说完,哈潘又抬眼看了一眼齐王,想着自己已经卖了队友了,索性再卖得彻底点,随意往地上一坐,大咧咧开口道:“看你顺眼,再告诉你一声,宁王身边培养了一帮死士,都是大宣人,从小培养,就是他养出来的狗,对他忠心得很。”
从小培养的死士,大宣人……虞衡脑海中似乎有什么东西一闪,却没抓住,纠结地皱着眉头站在原地,哈潘已经再向齐王提其他要求了,“我的命不需要你留,其他王族的人,你自己看着办。我有两个儿子,请你看在我这么配合的份上,饶他们一命。
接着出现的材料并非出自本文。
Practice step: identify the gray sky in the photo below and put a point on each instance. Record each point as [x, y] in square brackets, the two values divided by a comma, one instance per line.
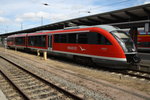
[29, 13]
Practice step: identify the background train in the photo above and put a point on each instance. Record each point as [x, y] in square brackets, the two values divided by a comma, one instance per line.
[143, 39]
[102, 44]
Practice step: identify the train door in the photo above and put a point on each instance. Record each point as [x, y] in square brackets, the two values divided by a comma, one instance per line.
[50, 42]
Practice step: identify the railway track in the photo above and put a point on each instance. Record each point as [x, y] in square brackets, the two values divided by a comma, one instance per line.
[135, 73]
[32, 87]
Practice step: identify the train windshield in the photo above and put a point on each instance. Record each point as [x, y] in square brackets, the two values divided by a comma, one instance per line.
[125, 40]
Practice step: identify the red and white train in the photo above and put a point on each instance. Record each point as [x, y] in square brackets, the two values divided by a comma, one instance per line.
[143, 39]
[100, 44]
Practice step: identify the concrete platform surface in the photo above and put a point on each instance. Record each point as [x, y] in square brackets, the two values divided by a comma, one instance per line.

现在大王已死,你们就算占领了我们的土地,也不会将所有的雍然人都赶出去,既然如此,不如选一个听你们话的人来替你们管理雍然人?”
“最好是你儿子,对吧?”齐王啪啪鼓掌,点头称赞哈潘,“当年你没争过你哥,错失了雍然王之位,现在,倒是让你儿子如愿了。”
选一个听话的人替他们管理雍然人,不就是另一个雍然王吗?就是这个雍然王,是被大宣控制的傀儡。